Consequently, the major issue here would then be whether or not the statement is protected under a defence of opinion, as Don has suggested. Although the US Supreme Court has declared that the First Amendment does not offer a blanket opinion defence, insulting or exaggerated speech that does not contain implicit statements of fact is protected (Milkovich v. Lorain Journal).
Does the statement that the professor is a “weisuoren” contain an implicit allegation of fact? American courts have tended to take a liberal view of insulting speech and have often found that generally abusive language carries no imputation of fact (eg. “fascist”). So, it seems likely that this single word would be sheltered under the opinion defence, which also requires that the defendant be shown to be motivated by malice.

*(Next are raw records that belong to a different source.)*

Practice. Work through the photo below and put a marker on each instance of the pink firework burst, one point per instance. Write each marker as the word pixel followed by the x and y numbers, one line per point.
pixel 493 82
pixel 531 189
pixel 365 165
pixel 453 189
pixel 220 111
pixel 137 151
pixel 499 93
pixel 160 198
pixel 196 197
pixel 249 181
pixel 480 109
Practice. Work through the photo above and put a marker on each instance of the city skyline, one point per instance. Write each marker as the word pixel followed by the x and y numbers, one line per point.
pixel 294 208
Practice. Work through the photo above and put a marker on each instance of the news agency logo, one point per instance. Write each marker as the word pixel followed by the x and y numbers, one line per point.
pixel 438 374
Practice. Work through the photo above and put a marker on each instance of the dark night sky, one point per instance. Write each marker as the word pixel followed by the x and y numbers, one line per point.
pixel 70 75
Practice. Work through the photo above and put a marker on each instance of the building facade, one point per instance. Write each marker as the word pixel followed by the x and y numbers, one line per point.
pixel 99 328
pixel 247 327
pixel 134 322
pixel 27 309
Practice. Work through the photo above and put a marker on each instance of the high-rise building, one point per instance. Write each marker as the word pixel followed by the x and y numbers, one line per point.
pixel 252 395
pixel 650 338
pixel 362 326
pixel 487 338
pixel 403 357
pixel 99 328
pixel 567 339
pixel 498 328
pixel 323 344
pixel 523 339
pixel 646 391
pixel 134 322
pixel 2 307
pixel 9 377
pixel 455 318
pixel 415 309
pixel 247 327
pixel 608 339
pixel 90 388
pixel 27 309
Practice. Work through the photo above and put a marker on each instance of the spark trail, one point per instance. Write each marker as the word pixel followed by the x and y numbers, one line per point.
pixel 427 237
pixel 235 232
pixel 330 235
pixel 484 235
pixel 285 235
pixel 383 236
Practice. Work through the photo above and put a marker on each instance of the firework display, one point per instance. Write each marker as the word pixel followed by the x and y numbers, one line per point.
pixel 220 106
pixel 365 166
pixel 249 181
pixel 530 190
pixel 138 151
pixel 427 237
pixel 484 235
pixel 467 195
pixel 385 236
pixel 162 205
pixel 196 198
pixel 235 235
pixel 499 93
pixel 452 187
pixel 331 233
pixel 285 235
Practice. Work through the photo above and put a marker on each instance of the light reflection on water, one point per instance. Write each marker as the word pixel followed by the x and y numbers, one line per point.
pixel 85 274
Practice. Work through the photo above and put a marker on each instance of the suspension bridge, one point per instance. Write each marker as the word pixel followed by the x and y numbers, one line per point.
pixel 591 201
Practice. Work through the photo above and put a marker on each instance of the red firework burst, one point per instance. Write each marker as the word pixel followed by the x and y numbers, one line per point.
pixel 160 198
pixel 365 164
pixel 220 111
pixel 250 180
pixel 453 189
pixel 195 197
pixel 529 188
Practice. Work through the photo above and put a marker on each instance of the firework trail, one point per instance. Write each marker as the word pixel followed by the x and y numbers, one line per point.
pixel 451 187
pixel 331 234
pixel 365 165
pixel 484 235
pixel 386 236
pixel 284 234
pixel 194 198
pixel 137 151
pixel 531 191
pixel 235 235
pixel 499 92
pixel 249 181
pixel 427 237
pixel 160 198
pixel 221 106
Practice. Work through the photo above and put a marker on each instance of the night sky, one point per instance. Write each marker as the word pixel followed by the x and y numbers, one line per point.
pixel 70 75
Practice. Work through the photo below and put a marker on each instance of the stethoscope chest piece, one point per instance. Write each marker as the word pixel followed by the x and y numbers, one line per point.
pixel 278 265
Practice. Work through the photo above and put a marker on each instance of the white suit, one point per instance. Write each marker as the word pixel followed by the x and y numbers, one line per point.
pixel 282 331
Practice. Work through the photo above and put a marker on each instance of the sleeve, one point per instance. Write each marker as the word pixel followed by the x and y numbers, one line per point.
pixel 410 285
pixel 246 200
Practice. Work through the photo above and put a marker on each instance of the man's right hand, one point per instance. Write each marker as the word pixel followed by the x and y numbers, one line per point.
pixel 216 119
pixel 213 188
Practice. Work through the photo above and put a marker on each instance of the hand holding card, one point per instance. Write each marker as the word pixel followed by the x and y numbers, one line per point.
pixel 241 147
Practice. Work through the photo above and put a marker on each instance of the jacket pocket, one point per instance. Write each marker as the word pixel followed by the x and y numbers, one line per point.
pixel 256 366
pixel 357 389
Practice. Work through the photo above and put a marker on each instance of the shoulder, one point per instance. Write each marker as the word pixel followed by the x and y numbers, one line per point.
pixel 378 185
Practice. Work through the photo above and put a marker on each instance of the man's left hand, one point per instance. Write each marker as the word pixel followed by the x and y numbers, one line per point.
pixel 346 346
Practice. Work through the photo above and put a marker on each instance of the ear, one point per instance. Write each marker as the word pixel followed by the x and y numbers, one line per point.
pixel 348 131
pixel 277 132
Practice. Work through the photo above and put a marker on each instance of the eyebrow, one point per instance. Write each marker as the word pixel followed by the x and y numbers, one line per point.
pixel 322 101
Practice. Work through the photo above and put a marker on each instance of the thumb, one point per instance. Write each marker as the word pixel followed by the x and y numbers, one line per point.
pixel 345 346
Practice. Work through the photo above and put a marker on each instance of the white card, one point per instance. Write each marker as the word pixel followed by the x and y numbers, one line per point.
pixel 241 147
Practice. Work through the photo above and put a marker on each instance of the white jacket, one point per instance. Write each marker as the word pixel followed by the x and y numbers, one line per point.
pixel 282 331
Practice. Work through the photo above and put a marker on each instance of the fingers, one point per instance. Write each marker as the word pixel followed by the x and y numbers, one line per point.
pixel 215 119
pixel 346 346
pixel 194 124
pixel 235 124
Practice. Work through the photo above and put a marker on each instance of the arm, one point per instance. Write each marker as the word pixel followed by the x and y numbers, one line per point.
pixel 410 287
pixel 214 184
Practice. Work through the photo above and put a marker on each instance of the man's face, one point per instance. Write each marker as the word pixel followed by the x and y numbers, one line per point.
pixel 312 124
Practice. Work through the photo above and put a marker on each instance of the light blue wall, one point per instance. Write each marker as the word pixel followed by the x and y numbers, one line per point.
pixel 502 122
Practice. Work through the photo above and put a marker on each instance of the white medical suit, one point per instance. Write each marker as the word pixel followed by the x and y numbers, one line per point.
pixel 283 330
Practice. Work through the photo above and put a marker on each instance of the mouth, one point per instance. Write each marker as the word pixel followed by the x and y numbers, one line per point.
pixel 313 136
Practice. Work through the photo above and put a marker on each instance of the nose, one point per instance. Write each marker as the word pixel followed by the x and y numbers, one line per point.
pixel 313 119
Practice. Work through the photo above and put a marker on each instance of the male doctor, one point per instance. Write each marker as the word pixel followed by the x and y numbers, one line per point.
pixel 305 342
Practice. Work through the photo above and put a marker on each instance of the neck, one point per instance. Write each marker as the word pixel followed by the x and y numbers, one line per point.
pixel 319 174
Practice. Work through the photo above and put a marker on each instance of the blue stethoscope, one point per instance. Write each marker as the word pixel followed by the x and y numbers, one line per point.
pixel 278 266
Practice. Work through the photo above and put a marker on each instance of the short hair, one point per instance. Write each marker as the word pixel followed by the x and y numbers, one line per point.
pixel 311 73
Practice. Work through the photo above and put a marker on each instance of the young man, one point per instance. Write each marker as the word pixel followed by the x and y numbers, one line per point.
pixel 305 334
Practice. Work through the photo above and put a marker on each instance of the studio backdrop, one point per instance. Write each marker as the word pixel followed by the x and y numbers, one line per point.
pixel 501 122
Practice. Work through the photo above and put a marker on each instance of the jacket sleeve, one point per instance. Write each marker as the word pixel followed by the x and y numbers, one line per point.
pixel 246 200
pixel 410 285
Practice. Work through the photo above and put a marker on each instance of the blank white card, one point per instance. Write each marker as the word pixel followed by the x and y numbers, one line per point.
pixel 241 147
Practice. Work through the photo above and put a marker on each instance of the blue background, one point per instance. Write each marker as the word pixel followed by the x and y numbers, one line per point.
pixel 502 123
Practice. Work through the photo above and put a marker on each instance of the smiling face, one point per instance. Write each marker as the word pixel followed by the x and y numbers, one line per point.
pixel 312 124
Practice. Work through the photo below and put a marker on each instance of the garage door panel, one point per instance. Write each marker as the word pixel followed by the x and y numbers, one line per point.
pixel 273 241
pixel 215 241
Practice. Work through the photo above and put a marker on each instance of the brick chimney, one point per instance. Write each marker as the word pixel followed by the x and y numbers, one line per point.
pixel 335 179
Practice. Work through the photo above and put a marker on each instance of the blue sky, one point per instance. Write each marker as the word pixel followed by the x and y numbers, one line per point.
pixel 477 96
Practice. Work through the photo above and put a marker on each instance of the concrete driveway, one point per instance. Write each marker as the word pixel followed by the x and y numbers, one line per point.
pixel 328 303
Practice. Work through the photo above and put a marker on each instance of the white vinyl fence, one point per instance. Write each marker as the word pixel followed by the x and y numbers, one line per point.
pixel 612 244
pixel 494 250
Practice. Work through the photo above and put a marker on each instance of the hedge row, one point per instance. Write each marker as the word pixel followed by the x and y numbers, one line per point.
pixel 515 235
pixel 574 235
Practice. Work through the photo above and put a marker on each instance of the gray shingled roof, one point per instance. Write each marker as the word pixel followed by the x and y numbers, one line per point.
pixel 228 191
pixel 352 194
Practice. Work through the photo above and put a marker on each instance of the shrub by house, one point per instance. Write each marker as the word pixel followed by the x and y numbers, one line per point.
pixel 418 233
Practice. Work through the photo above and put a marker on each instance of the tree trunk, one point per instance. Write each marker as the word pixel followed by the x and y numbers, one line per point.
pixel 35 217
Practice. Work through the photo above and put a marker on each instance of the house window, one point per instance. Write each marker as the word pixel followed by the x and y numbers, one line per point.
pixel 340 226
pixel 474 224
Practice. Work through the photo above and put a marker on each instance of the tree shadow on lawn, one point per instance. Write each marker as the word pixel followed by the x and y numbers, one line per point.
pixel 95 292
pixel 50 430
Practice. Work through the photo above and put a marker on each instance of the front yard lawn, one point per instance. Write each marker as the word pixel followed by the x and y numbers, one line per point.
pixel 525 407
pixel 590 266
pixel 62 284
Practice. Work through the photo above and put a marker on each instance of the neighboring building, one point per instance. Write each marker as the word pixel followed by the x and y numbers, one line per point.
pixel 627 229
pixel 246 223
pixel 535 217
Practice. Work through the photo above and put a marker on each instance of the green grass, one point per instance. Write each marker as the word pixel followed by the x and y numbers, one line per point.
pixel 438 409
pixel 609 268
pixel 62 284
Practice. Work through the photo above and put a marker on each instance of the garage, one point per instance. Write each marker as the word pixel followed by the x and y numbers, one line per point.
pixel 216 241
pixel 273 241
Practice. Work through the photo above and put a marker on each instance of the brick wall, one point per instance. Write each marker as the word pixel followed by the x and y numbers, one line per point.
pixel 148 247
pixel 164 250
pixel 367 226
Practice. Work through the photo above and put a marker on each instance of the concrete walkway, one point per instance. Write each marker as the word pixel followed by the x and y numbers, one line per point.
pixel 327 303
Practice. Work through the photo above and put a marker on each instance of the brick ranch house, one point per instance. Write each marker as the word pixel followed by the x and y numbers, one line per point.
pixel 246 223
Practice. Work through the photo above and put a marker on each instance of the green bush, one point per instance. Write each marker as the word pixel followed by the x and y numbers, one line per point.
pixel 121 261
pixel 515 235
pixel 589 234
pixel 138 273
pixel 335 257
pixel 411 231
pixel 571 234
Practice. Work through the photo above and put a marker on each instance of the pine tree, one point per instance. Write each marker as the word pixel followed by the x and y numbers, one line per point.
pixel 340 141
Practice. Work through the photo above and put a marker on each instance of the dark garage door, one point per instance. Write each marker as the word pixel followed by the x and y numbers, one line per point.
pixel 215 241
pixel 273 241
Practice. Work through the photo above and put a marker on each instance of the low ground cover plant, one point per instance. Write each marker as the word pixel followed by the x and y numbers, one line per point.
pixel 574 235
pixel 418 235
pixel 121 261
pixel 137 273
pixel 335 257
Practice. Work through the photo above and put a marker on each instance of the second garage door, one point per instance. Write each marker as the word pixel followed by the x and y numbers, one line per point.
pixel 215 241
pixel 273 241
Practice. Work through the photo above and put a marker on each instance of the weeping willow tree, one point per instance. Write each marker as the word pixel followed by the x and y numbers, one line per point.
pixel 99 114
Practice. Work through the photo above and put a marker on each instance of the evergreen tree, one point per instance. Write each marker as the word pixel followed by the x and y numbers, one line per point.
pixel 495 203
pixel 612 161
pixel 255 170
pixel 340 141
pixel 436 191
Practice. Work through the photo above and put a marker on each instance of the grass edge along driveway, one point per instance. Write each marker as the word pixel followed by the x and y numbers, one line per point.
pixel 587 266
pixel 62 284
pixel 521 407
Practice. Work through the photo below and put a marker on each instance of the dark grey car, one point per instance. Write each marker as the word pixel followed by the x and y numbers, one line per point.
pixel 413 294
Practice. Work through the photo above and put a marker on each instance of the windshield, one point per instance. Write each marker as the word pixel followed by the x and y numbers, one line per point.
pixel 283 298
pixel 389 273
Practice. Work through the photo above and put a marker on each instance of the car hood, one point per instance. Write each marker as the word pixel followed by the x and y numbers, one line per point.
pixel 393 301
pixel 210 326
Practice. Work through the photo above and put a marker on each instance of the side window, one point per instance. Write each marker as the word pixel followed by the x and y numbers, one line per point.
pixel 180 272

The statement about him having rotten teaching materials “lanjiaocai”, would more clearly contain an implicit factual statement. However, so long as there was some plausible basis for that opinion, I believe it would also be protected under American law, although my knowledge of US law is not renowned for its depth.
The European Court of Human Rights has developed a fairly robust standard of protection for defamatory speech made in relation to a matter of public concern. This public interest defence is strengthened where the claimant is a public figure, but unlike American law does not depend exclusively on that status classification. From a European perspective, the problem in this case is that there is no obvious public interest element, without which there seems to be little reason to afford a defence to a plainly defamatory statement. Even opinions (“value judgements”) can harm a reputation and must be made on a matter of public concern to gain protection.
The English law of defamation has changed considerably under the influence of European human rights law to offer greater protection to freedom of speech. Nonetheless, I cannot see the student succeeding in this case under English law. Opinion is protected under the defence of fair comment, but this defence is is restricted to comments on matters of public interest. Moreover, an English Court would be more likely to find that a statement that a man was a ‘pervert’ would contains an implicit statement about the claimant’s conduct. There would consequently need to be some plausible connection between proven conduct of the claimant and the comment.
Lastly, American federal law provides strong protection from liability for Internet services, including sites that host content (s.230 Communications Decency Act). European law offers similar protection until the point that a host site is put on notice that it is carrying defamatory content (the Electronic Commerce Directive). At that point, the site must remove the material to retain its defence.
None of this detracts from Don’s point that American law would protect this student or that Chinese law does not contain a basis on which to consider the freedom of speech versus protection of reputation issues. Although, from a European perspective, this is not much of a test case for freedom of expression.